A far esplodere il caso sui social è stato un cittadino, Onofrio Pinto. Ha pubblicato un video su Facebook. Nelle immagini si vedono alici e sarde ammassate lungo il molo. Pinto si domanda quale sia la causa di un simile accumulo. Il filmato ha fatto rapidamente il giro di gruppi e bacheche locali.
Il video e le prime ipotesi
Al momento circola una spiegazione più plausibile delle altre. Alici e sarde sarebbero finite nelle reti durante una battuta di pesca. La quantità, però, avrebbe creato problemi di gestione sui pescherecci. Il pesce azzurro, in volumi così grandi, è difficile da movimentare. Può esserlo anche da conservare a bordo. Inoltre il valore commerciale, spesso, è basso. Questo può spingere a scelte discutibili. Tra queste, liberarsi di parte del carico in eccesso.
Cosa abbiamo trovato stamattina sul posto
Questa mattina siamo tornati sul posto. La situazione non era del tutto rientrata. Sul molo c’erano ancora molti pesci. I gabbiani hanno continuato a banchettare. L’odore si sentiva chiaramente vicino alla banchina. La scena attirava passanti e residenti.
Qualcuno, di passaggio, ha anche riempito secchi e contenitori. Ha raccolto pesce direttamente dalla banchina. Non è stato possibile capire per quale utilizzo. Resta un comportamento rischioso. Non c’è certezza sulle condizioni del pescato. Non c’è tracciabilità.

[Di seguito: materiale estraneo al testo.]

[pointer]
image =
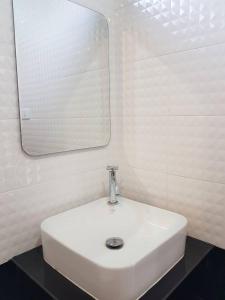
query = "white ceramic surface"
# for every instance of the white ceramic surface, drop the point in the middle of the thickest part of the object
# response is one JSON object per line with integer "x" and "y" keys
{"x": 74, "y": 244}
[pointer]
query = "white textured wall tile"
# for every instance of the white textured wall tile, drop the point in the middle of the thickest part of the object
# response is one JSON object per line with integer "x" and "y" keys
{"x": 203, "y": 204}
{"x": 197, "y": 147}
{"x": 145, "y": 142}
{"x": 144, "y": 185}
{"x": 153, "y": 28}
{"x": 173, "y": 70}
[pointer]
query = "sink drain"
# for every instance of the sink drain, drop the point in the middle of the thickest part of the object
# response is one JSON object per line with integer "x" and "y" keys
{"x": 114, "y": 243}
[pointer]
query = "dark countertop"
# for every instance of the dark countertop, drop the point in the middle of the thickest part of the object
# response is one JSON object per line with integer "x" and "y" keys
{"x": 59, "y": 288}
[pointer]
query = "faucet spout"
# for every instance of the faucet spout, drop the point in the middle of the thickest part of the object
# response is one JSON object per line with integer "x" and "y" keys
{"x": 113, "y": 185}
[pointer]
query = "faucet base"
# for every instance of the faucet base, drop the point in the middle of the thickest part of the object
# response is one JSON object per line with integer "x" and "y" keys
{"x": 113, "y": 203}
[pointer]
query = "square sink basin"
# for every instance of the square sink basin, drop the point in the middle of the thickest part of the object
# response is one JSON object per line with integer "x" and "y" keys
{"x": 74, "y": 244}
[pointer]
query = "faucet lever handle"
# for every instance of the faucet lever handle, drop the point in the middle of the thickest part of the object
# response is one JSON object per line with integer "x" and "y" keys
{"x": 112, "y": 168}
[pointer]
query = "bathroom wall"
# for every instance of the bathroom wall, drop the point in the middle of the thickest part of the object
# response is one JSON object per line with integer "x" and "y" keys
{"x": 173, "y": 93}
{"x": 33, "y": 189}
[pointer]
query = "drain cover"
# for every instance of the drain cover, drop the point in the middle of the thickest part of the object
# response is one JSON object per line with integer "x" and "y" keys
{"x": 114, "y": 243}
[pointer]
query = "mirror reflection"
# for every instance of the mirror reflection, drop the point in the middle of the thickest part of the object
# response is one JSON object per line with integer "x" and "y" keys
{"x": 62, "y": 52}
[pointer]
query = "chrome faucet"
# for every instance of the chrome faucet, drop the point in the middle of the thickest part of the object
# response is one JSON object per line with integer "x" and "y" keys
{"x": 113, "y": 186}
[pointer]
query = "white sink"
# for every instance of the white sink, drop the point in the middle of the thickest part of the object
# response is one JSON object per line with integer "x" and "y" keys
{"x": 74, "y": 245}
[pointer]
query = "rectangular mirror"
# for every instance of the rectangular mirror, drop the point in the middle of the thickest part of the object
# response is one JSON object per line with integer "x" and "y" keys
{"x": 62, "y": 52}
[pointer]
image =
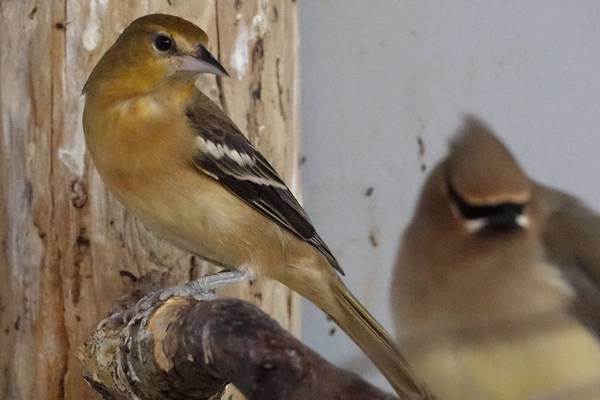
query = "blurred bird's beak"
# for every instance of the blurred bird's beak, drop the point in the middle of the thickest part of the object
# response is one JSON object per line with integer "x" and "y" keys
{"x": 201, "y": 61}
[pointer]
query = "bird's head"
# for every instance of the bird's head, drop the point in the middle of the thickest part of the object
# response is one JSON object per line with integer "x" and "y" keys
{"x": 486, "y": 187}
{"x": 153, "y": 50}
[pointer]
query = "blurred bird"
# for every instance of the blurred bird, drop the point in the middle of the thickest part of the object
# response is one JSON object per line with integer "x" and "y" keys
{"x": 496, "y": 291}
{"x": 180, "y": 165}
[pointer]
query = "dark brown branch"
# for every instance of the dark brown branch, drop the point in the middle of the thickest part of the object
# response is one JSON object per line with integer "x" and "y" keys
{"x": 186, "y": 348}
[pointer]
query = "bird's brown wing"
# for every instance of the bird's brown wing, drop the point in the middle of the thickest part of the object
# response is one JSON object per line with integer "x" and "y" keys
{"x": 225, "y": 154}
{"x": 572, "y": 242}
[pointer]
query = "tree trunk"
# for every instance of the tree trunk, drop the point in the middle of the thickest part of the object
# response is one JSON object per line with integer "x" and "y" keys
{"x": 68, "y": 248}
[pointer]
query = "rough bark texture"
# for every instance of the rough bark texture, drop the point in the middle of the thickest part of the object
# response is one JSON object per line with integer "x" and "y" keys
{"x": 68, "y": 249}
{"x": 181, "y": 347}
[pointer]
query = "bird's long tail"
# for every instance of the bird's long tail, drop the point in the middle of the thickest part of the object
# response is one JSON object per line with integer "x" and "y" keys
{"x": 372, "y": 338}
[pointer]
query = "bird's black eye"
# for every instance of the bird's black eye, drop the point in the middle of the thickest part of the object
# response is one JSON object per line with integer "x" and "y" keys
{"x": 163, "y": 43}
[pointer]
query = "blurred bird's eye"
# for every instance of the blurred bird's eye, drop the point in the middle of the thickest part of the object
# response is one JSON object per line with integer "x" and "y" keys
{"x": 163, "y": 43}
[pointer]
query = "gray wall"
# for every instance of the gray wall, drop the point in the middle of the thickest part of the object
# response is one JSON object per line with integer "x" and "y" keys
{"x": 379, "y": 75}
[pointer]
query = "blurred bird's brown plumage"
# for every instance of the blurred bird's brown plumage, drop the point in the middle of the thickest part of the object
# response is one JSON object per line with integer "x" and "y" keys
{"x": 180, "y": 165}
{"x": 496, "y": 291}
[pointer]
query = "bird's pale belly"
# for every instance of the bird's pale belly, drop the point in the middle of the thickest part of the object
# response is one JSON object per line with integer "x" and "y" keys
{"x": 210, "y": 223}
{"x": 563, "y": 364}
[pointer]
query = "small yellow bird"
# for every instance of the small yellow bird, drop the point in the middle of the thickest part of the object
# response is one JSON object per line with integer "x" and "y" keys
{"x": 496, "y": 292}
{"x": 181, "y": 166}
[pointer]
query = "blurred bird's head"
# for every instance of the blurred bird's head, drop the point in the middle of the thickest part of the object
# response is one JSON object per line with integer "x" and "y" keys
{"x": 486, "y": 187}
{"x": 153, "y": 50}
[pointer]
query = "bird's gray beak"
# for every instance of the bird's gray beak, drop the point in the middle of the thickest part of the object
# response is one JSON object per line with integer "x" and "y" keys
{"x": 201, "y": 61}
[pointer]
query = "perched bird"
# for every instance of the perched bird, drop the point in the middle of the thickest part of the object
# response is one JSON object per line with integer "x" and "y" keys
{"x": 180, "y": 165}
{"x": 496, "y": 290}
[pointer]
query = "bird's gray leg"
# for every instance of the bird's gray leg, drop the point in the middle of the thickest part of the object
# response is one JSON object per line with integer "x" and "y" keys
{"x": 200, "y": 289}
{"x": 203, "y": 287}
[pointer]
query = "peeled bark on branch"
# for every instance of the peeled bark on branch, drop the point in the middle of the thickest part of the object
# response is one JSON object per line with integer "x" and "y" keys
{"x": 183, "y": 347}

Cosa cambia per i residenti di Santo Spirito
L’episodio riapre un tema concreto. Riguarda la gestione del pescato e lo smaltimento. Riguarda anche il decoro e l’igiene nelle aree portuali. Il porto di Santo Spirito invaso da alici e sarde, per una notte, ha cambiato volto. Ora restano domande. Perché proprio qui. E perché in questa quantità.